Every enemy battle has a leader; you can go right for the leader if you wish, in which case all the other enemies will run away. This can be useful to make short fights go faster (and if you beat the leader fast enough, you'll get bonus crystals and an "Leader Item") but if you can't destroy the leader in a round or two, be prepared to be attacked by five enemies at once. The Leader Items are too tough to get and too generally useless to make attacking the leader a good option in later battles. It's faster just to avoid battles entirely by freezing enemies or running away.

Graphics: Absolutely gorgeous. Most of VP2 has 2D gameplay, but the graphics themselves are 3D, and the locales are stunning. The characters are well-defined but have odd expressions.

Music: Sakuraba seems to be missing his keyboard... there's some nice orchestral tunes and much fewer pounding beats, but very few memorable tracks.

Story: There isn't much of one, to be honest.

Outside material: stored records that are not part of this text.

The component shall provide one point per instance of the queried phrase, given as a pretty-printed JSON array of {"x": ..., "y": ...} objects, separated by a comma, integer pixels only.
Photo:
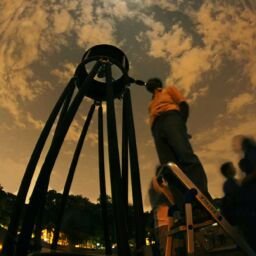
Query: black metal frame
[{"x": 64, "y": 113}]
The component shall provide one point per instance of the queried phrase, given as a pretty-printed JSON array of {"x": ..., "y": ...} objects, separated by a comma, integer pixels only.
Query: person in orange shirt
[{"x": 168, "y": 112}]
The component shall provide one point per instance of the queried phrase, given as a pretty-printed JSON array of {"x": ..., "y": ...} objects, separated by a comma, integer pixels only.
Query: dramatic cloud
[{"x": 239, "y": 102}]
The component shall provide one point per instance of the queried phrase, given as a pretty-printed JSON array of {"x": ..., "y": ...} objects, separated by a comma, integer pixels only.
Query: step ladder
[{"x": 215, "y": 217}]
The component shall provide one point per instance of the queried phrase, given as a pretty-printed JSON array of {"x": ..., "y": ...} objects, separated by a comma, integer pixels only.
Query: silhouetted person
[
  {"x": 231, "y": 185},
  {"x": 246, "y": 147},
  {"x": 230, "y": 189},
  {"x": 168, "y": 112},
  {"x": 161, "y": 199}
]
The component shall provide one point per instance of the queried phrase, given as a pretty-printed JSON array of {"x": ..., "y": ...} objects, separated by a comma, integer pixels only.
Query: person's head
[
  {"x": 153, "y": 84},
  {"x": 228, "y": 170}
]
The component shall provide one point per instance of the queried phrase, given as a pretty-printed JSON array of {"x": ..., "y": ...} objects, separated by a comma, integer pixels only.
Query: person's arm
[
  {"x": 184, "y": 110},
  {"x": 180, "y": 100}
]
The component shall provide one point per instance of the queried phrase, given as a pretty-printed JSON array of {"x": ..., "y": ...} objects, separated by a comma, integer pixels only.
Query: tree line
[{"x": 82, "y": 219}]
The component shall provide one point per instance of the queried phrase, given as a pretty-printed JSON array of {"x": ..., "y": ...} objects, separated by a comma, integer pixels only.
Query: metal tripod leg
[
  {"x": 189, "y": 229},
  {"x": 203, "y": 200}
]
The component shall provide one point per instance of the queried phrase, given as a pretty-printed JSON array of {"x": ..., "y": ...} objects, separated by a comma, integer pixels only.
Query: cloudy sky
[{"x": 206, "y": 48}]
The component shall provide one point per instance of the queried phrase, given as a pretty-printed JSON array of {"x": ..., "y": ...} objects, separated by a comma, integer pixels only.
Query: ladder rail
[{"x": 201, "y": 198}]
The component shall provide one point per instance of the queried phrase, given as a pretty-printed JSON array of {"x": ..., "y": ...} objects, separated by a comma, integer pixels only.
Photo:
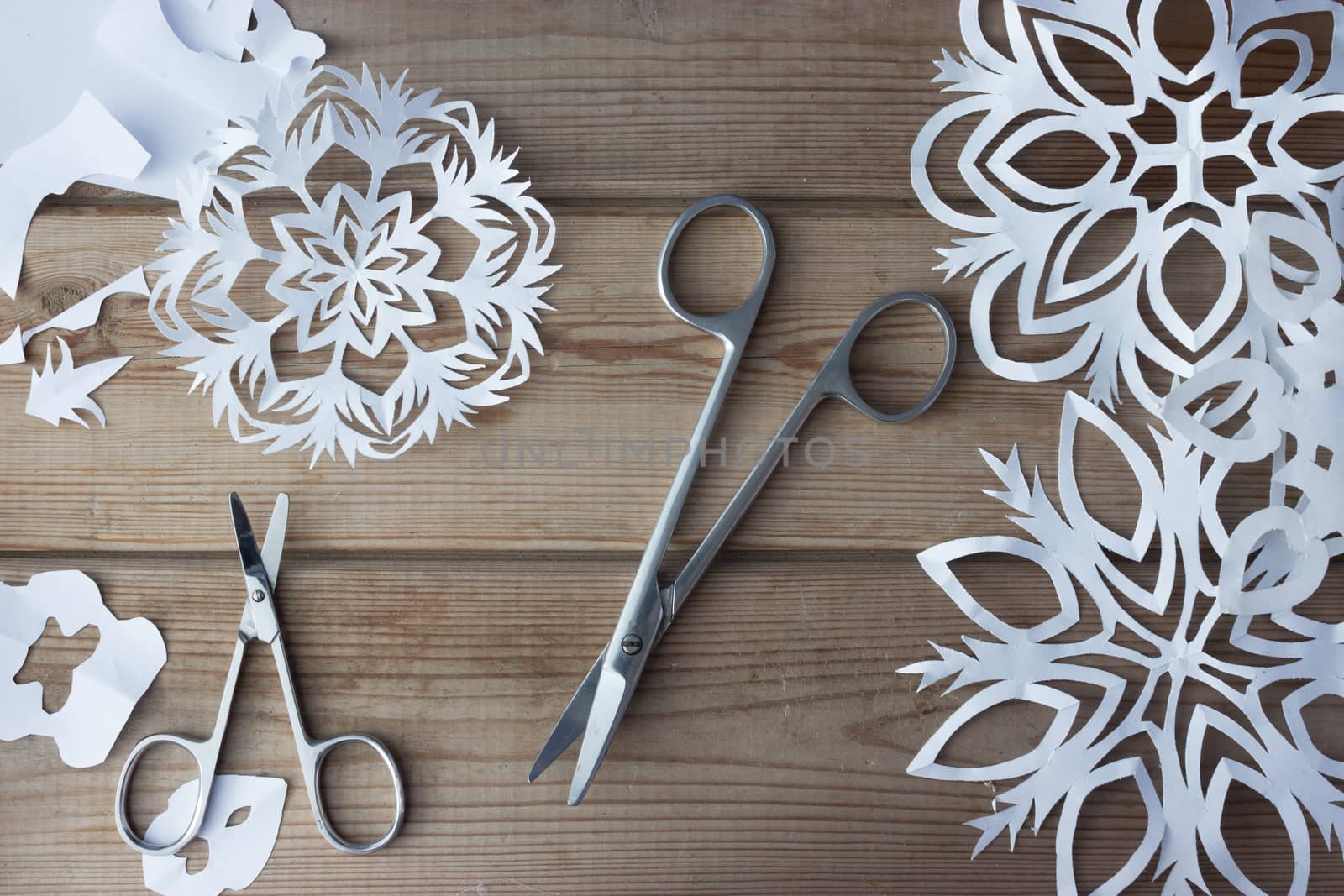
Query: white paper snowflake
[
  {"x": 1184, "y": 809},
  {"x": 1016, "y": 100},
  {"x": 355, "y": 270},
  {"x": 1257, "y": 380}
]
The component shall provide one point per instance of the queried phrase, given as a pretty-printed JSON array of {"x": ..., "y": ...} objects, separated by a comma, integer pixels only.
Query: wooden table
[{"x": 449, "y": 600}]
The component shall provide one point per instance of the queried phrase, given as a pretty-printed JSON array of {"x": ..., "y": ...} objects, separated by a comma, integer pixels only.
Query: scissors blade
[
  {"x": 573, "y": 721},
  {"x": 611, "y": 698},
  {"x": 275, "y": 544},
  {"x": 255, "y": 567}
]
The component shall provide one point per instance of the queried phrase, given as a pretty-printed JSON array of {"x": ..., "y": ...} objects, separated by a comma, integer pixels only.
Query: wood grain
[
  {"x": 765, "y": 752},
  {"x": 582, "y": 454},
  {"x": 450, "y": 600}
]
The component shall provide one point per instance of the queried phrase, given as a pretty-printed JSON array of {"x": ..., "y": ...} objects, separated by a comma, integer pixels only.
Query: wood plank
[
  {"x": 582, "y": 454},
  {"x": 682, "y": 100},
  {"x": 764, "y": 752}
]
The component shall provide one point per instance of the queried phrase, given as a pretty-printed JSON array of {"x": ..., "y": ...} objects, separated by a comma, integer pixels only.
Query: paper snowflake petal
[
  {"x": 1121, "y": 317},
  {"x": 60, "y": 394},
  {"x": 104, "y": 689},
  {"x": 239, "y": 852}
]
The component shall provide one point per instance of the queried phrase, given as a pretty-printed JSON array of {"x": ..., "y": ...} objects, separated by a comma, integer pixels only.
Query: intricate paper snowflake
[
  {"x": 356, "y": 271},
  {"x": 1184, "y": 809},
  {"x": 1257, "y": 380},
  {"x": 1122, "y": 312}
]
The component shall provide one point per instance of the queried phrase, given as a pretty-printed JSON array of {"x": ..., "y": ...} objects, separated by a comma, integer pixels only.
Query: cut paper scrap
[
  {"x": 1121, "y": 318},
  {"x": 60, "y": 394},
  {"x": 156, "y": 93},
  {"x": 104, "y": 689},
  {"x": 50, "y": 164},
  {"x": 1089, "y": 746},
  {"x": 125, "y": 53},
  {"x": 354, "y": 277},
  {"x": 80, "y": 316},
  {"x": 239, "y": 852}
]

Well, that's a lie: the story sequences are nice and tell an original and interesting tale. But out of the 65 hours I have logged, maybe four of them were spent watching story sequences. It's like Xenosaga in reverse. The voice acting is pretty good, but the characters' mouths barely move, which is a bit off-putting. It was also a bit annoying that none of the einherjar had any story at all other than their "background" paragraph.

Challenge: HARD.

Length: About 55 hours, probably closer to 75 to be able to survive the bonus dungeon

My Thoughts: My love-hate relationship with tri-Ace continues. VP2 has great potential, but it's a very difficult and often frustrating game. Most of the problems centre around the aforementioned impossibility of getting enemies to drop items, meaning you're usually underleveled, and often you'll have to explore as much of a dungeon as possible without getting into any battles in order to reap the treasure before trying to actually fight. There are other problems, though, primarily the one which allows you to skip story sequences BUT NOT TO PAUSE THEM. I also don't like the fact that your story characters never stick around, meaning I was stuck keeping my stat boosting items around out of fear that the person I'd give it to would disappear. (I didn't want to waste them on einherjar because I figured I'd be getting rid of all them eventually.) I also got annoyed at how often battles consisted of fleeing enemies in order to heal up. But overall, there are some amazingly original ideas, some of which are surprisingly well-executed. It's not as solid as its predecessor, but it's a fun game, especially if you like challenges.